Atrophic glossitis is a common condition caused by various factors. The condition is characterized by a smooth, red tongue with a diminished ability to taste. Treatment of atrophic glossitis depends on the underlying cause, but in most cases, the condition can be improved with appropriate treatment.
- Chiang CP, Chang JY, Wang YP, Wu YH, Wu YC, Sun A. Atrophic glossitis: etiology, serum autoantibodies, anemia, hematinic deficiencies, hyperhomocysteinemia, and management. J Formos Med Assoc. 2020;119(4):774-780. doi:10.1016/j.jfma.2019.04.015
- Chi AC, Neville BW, Krayer JW, Gonsalves WC. Oral manifestations of systemic disease. Am Fam Physician. 2010;82(11):1381-1388.
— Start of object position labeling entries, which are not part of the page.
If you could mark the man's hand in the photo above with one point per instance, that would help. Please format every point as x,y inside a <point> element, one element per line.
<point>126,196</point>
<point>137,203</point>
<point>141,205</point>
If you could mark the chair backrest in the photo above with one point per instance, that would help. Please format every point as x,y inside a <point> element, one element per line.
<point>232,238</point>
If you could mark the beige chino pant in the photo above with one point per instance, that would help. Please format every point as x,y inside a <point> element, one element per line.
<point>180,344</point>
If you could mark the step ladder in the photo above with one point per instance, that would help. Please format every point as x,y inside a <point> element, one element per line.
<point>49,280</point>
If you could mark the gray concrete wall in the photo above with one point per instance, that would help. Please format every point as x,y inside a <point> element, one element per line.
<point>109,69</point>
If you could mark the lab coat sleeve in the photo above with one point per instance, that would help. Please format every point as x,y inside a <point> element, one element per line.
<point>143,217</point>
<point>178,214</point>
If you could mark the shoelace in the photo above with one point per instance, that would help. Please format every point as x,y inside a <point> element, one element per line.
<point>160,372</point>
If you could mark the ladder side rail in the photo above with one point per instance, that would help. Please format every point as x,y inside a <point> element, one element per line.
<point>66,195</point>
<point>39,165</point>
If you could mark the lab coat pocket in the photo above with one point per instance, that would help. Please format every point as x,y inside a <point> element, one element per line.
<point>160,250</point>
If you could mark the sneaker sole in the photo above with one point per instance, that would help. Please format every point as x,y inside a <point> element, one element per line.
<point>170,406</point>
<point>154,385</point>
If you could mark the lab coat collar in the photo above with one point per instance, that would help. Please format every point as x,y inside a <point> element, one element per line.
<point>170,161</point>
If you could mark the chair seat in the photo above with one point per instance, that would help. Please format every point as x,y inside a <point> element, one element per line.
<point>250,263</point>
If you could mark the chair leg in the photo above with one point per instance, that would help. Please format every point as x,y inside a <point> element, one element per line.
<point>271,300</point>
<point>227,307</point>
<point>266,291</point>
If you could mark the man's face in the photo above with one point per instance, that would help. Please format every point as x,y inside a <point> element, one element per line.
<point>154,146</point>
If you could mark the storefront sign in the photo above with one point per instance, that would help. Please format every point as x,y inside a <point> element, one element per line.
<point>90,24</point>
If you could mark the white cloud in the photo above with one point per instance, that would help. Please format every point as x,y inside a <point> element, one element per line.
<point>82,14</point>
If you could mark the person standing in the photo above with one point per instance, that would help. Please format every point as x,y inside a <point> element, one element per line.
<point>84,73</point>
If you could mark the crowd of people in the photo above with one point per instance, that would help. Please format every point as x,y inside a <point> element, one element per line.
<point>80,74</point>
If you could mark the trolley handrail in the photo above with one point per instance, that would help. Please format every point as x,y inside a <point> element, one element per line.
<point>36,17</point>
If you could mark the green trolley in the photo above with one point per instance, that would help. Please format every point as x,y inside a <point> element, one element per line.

- Reamy BV, Derby R, Bunt CW. Common tongue conditions in primary care. Am Fam Physician. 2010;81(5):627-634
- Chen GY, Tang ZQ, Bao ZX. Vitamin B12 deficiency may play an etiological role in atrophic glossitis and its grading: a clinical case-control study. BMC Oral Health. 2022;22(1):456. doi:10.1186/s12903-022-02464-z
- Pellicano R. Is chronic atrophic gastritis the missing link between atrophic glossitis, gastric parietal cell antibody positivity and hematological deficiencies? J Formos Med Assoc. 2020;119(5):1004-1005. doi:10.1016/j.jfma.2020.01.003
- Nakamura S, Okamoto MR, Yamamoto K, et al. The Candida species that are important for the development of atrophic glossitis in xerostomia patients. BMC Oral Health. 2017;17(1):153. doi:10.1186/s12903-017-0449-3
- Li C, Wu Y, Xie Y, et al. Oral manifestations serve as potential signs of ulcerative colitis: a review. Front Immunol. 2022;13:1013900. doi:10.3389/fimmu.2022.1013900
- R AN, Rafiq NB. Candidiasis. In: StatPearls [Internet]. StatPearls Publishing; 2023.